El laberinto griego
Paralelamente iba haciendo el relleno, una pechuga de pollo, un pie de cerdo previamente cocido y deshuesado, la carne de unas costillas de cerdo que había guardado para hacerse unos fideos a la cazuela, cebolla, tomate, una cabeza de ajos, un ramillete de hierbas aromáticas que tenía por el jardín, la salvia la mejor conservada, la mejorana patéticamente abandonada por cualquier riego, el laurel con las hojas secas propicias al pie de su propia exuberancia verde. Las hojas amarillas, muertas del laurel le devolvieron el recuerdo de la linterna. Bien regado con coñac el guiso y luego flambeado, esperó a que se enfriara para retirar las carnes, picarlas, añadirle miga de pan con huevo y trufa y reservó el fondo para la salsa final. Enfriado el picadillo, extendió la telilla sobre el mármol de la cocina y obtuvo cuatro retales rectangulares, en cuyo centro colocó un montón de farsa. Consiguió cuatro paquetitos de delicias futuras, los enharinó y los frió lentamente en un aceite no demasiado caliente para que no se rompiera la telilla.

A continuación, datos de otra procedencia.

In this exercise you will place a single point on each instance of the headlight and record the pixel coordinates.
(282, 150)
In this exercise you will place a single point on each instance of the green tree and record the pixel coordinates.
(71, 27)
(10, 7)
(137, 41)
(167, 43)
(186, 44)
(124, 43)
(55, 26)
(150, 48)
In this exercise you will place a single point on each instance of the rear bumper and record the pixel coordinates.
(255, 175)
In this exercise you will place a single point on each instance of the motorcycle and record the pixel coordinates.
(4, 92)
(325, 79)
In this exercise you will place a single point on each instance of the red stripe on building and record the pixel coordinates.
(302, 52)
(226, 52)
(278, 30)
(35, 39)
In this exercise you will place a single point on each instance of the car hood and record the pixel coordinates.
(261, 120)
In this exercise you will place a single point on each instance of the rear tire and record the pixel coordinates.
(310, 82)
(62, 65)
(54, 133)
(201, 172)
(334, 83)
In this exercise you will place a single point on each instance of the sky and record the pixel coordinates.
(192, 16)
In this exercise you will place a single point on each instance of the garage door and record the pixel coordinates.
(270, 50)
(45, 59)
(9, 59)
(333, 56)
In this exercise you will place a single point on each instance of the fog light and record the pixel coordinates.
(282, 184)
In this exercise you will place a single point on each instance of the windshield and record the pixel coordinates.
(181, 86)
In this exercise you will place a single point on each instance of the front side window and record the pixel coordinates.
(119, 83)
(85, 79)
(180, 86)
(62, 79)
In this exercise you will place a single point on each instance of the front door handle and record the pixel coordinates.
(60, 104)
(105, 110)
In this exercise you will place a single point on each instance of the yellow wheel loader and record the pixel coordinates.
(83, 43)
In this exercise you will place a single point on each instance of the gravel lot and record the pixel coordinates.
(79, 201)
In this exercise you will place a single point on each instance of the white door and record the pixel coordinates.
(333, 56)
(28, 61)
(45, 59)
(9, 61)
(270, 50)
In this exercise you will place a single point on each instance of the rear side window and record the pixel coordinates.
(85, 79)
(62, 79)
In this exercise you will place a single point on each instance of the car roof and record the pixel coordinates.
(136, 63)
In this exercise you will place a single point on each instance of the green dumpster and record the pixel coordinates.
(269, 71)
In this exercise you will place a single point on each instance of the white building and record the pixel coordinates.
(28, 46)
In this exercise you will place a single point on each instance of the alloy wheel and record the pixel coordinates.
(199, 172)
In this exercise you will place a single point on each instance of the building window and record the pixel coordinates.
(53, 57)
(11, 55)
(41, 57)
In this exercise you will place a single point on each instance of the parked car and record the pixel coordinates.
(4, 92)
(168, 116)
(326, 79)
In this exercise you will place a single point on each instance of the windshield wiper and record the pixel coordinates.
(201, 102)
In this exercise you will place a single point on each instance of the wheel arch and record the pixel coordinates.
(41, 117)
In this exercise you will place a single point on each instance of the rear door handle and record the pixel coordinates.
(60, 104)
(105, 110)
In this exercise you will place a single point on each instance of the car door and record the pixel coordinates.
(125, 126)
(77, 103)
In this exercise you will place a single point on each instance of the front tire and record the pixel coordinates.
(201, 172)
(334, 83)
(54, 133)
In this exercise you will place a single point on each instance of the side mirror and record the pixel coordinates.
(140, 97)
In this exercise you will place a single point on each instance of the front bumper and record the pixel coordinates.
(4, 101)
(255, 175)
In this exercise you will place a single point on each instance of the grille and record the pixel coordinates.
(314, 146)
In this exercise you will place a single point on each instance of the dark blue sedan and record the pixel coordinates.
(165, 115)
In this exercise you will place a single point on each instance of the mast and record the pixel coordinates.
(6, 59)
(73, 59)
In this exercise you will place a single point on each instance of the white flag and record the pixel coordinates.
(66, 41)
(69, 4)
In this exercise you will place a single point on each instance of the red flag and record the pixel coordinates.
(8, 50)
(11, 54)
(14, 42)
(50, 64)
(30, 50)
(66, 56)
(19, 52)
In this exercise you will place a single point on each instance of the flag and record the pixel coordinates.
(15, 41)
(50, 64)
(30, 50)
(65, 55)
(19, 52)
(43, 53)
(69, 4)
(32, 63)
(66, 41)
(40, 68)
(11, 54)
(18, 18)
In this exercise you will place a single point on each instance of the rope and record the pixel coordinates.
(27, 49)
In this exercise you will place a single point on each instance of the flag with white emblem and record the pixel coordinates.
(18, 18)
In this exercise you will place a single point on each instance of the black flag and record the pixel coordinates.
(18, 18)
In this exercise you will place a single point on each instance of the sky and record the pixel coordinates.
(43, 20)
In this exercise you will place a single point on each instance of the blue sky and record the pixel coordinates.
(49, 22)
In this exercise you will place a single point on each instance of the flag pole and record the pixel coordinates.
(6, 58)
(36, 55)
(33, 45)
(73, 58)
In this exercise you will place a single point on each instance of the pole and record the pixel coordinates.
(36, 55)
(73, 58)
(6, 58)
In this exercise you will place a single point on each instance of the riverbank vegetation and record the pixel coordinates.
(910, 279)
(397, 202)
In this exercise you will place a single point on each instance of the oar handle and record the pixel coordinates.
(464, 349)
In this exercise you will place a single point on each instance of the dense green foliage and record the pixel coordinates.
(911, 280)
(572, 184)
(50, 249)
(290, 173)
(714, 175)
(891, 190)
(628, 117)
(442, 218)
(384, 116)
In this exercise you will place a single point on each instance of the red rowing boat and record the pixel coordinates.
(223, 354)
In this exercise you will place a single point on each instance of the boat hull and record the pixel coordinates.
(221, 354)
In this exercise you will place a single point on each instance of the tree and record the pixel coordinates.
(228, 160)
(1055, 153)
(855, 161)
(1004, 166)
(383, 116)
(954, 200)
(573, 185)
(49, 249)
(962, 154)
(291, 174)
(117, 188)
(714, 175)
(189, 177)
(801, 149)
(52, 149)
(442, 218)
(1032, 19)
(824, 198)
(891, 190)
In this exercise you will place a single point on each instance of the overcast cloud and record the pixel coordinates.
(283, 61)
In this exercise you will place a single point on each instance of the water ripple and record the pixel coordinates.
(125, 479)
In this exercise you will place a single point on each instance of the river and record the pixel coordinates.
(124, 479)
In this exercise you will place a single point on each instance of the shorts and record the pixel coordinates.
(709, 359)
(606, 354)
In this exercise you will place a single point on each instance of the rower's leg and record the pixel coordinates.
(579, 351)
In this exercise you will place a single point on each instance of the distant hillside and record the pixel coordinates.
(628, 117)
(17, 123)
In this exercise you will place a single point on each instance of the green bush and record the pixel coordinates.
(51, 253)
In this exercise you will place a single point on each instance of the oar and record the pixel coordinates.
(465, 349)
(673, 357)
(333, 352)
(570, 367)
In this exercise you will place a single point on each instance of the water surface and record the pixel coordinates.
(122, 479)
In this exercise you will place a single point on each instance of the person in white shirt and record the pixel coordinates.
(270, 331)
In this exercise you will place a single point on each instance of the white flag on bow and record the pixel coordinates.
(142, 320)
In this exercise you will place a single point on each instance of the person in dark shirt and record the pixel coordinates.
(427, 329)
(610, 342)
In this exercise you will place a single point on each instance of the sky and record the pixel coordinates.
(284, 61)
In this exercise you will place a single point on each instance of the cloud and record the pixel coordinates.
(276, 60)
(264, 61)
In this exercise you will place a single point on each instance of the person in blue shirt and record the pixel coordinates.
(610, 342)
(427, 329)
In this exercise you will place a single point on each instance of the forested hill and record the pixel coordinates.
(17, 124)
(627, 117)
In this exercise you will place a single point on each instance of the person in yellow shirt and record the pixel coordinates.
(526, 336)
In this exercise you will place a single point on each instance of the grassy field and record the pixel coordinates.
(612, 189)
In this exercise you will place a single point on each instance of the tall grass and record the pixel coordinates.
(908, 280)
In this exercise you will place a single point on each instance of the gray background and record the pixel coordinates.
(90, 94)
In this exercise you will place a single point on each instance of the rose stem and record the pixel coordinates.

Poco a poco los hatillos iban adquiriendo color y forma de falsos pies de cerdo deshuesados. Mezcló grasas y fondos resultantes con los que había reservado de guisar las carnes ya metamorfoseadas en su final feliz de farsa y sobre ese fondo sofrió verduras, añadió caldo de carne, más vino blanco y coñac para pasar por el chino tanto trabajo y obtener una salsa espesa destinada a ser la charca oscura donde los cuatro envoltorios se instalaron con la precisión de un cuarteto agradecido. Ya estaba el segundo plato al completo. Fritas una vez enharinadas las berenjenas base de la pirámide, obtenida la salsa de tomate, el caviar en su lata, pendiente el huevo escalfado y la salsa holandesa marisquizada al momento de la llegada del gestor melómano y eran las siete, casi las siete en punto de la tarde. ¿Por qué no un postre? Sobre todo teniendo en cuenta las críticas de Fuster por su desdén hacia los postres, fruto de una mala educación sentimental gastronómica, llena de platos hondos y únicos o de añoranzas de proteínas inasequibles. Recordó la simplicidad de los postres populares de origen italiano, frente a la obviedad de la repostería equivalente española, en la que con harina, almendra y huevo se resuelve el expediente de cinco mil variedades de dulcería.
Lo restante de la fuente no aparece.